Since 1977, PFOC produced the journal Breakthrough. Fireworks Graphics Collective, a Bay area printing collective, was their graphic production wing. Fireworks produced posters for international solidarity movements, women's liberation movements, LGBT issues, release of political prisoners, and more.

In 1979, the victory of the Sandinistas in Nicaragua and the FMLN-led "people's war" in El Salvador put the ideals of a just society at the center of attention. In the 1980s, a large solidarity movement developed in the U.S. in response to America's military intervention in Central America. Prairie Fire Organizing Committee actively participated in these efforts.

In 1980, the U.S. government arrested eleven Puerto Rican members of the Fuerzas Armadas de Liberacion Nacional (FALN, the Armed Forces of National Liberation) who were committing acts of terrorism to gain independence for Puerto Rico. Prairie Fire worked as allies with the Puerto Rican independent movement to demand the release of these prisoners.

Since 1984 Prairie Fire has been active in the annual International Women's Day celebration that is held on March 8 in Chicago. Members participate in marches and programs based around the event.

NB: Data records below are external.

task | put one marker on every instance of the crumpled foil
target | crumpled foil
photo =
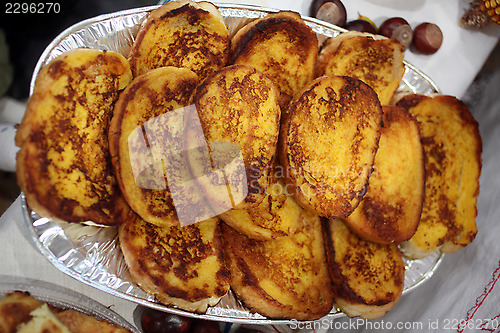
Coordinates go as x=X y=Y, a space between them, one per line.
x=91 y=254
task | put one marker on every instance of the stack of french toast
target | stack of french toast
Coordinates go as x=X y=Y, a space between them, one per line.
x=303 y=181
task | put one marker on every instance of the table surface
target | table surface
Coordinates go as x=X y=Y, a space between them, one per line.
x=453 y=68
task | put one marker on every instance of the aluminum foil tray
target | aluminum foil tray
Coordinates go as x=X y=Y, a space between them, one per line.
x=62 y=298
x=92 y=254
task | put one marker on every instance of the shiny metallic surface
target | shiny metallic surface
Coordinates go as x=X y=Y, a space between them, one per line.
x=91 y=254
x=62 y=298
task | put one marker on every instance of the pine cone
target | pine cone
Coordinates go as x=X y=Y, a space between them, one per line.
x=481 y=13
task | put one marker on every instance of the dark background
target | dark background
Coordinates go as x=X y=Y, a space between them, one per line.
x=28 y=34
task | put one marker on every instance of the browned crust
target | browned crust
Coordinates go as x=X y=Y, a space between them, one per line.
x=76 y=142
x=390 y=210
x=339 y=102
x=202 y=44
x=374 y=59
x=182 y=266
x=239 y=104
x=147 y=97
x=291 y=68
x=295 y=266
x=452 y=151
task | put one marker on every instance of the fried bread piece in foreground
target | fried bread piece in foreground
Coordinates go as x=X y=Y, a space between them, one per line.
x=390 y=209
x=328 y=144
x=64 y=167
x=374 y=59
x=43 y=321
x=143 y=112
x=452 y=154
x=278 y=215
x=185 y=34
x=285 y=278
x=279 y=45
x=368 y=277
x=239 y=106
x=181 y=266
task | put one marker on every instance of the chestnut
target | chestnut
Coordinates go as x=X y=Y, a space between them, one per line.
x=331 y=11
x=427 y=38
x=397 y=28
x=361 y=25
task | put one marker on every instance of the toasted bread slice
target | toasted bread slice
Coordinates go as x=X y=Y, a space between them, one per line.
x=64 y=167
x=281 y=46
x=286 y=278
x=277 y=216
x=240 y=105
x=141 y=173
x=78 y=322
x=16 y=308
x=328 y=144
x=181 y=266
x=452 y=154
x=368 y=277
x=184 y=34
x=43 y=321
x=375 y=60
x=390 y=210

In the 1990s, Prairie Fire joined WAC, the Women's Action Coalition, to take direct action against sexism by fighting for women's rights to their bodies and access to women's clinics.

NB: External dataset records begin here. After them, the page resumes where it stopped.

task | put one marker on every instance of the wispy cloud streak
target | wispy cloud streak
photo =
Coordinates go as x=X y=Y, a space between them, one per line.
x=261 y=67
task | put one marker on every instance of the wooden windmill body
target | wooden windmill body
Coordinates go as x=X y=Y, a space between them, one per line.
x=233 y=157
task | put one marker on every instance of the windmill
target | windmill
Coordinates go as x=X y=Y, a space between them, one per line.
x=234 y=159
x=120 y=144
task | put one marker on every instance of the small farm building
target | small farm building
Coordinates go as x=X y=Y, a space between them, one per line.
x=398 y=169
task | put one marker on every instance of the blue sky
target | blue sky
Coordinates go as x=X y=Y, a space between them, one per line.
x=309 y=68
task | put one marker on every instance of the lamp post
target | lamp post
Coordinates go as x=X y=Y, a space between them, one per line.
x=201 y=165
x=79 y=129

In 1996, Prairie Fire initiated the Not On The Guest List Coalition which organized a demonstration at the Democratic National Convention in Chicago. It was a demonstration that focused its attention on capital punishment in the United States, racism and classism within the criminal justice system, and for the release of political prisoners held within the U.S. prisons. Prairie Fire has also worked to oppose the 2003 Iraq War, and on other societal issues in the US and abroad.

== Works ==
=== Books ===
- Prairie Fire: The Politics of Revolutionary Anti-Imperialism: The Political Statement of the Weather Underground. San Francisco: Communications Co., 1974.

=== Journals ===
- Breakthrough San Francisco: John Brown Book Club, 1977–.